Though Alberta suffered from the recession in the early 1960s and again in the early 1970s, on the whole, the growth of the energy sector shielded its economy from any extreme downturns while providing several major upturns. The big energy corporations were the biggest beneficiary of provincial governments that promoted private ownership of provincial resources and instituted labour policies that would ensure that workers’ interests would never trump the interests of capital. But many workers managed to do quite well financially despite the labour laws, particularly if they were in sectors that experienced labour shortages, such as the construction sector, and if they had strong unions. A macho philosophy regarding worker productivity and risk-taking, promoted by government and management, was shared by many workers. Some of the union leaders recognized that the strong corporate-government link worked against the interests of workers and tried in various ways, particularly through founding and supporting the provincial NDP but also through union educational work, to change the philosophy of government in Alberta. They wanted the provincial government to take a larger role in planning the provincial economy and to make job security and on-the-job safety principal goals in that economy. During the 1960s and 1970s, they largely failed in these objectives, though they did create cadres of union militants who were prepared to fight the good fight both in the workplace and in political life. And they did manage to extract some concessions from the provincial government in the areas of occupational health and safety, and human rights.

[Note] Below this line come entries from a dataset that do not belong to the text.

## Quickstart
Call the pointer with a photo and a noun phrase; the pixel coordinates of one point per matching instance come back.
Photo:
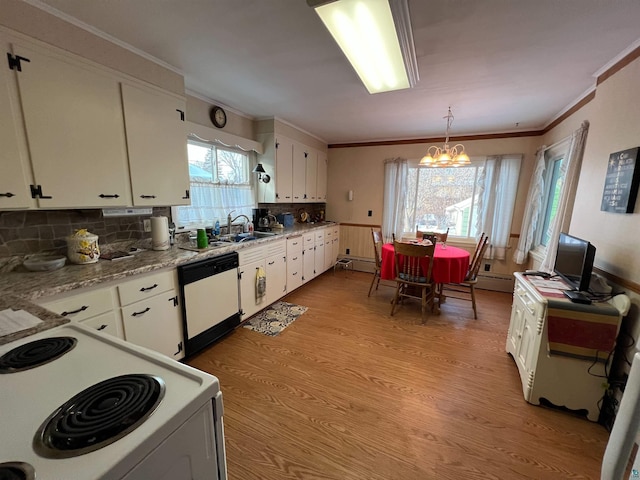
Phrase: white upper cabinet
(298, 172)
(14, 182)
(284, 169)
(311, 175)
(300, 153)
(73, 121)
(321, 183)
(157, 146)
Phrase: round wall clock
(218, 116)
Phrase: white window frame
(476, 162)
(252, 183)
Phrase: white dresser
(560, 371)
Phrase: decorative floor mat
(275, 318)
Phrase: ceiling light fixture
(376, 38)
(446, 156)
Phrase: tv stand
(560, 379)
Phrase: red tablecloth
(450, 264)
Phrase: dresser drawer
(81, 306)
(146, 286)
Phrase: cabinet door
(73, 119)
(157, 146)
(155, 323)
(248, 301)
(284, 170)
(14, 162)
(308, 263)
(300, 155)
(311, 176)
(276, 268)
(294, 262)
(321, 184)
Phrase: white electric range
(105, 409)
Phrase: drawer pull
(81, 309)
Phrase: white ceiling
(502, 65)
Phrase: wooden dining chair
(466, 289)
(414, 274)
(378, 241)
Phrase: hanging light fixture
(262, 175)
(446, 156)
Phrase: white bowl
(45, 263)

The majority of Alberta workers, however, benefited little even as the energy boom created jobs for most of them. Keeping up with the inflationary spiral within an uncontrolled boom economy proved difficult for workers, particularly those in the service sector. As Warren Caragata commented in 1979 in his conclusion to Alberta Labour, “the real fight is still in the unorganized sector, where workers are denied even the basic rights won over the years by the labour movement. For unorganized workers wishing to join unions, the basic issue is still at stake — the very right to belong to a union.”80 The right of workers to join unions and to negotiate with employers would face even harsher tests in the 1980s as a major international recession stripped Alberta workers of their illusions that they lived in a place free from the economic laws of capitalism.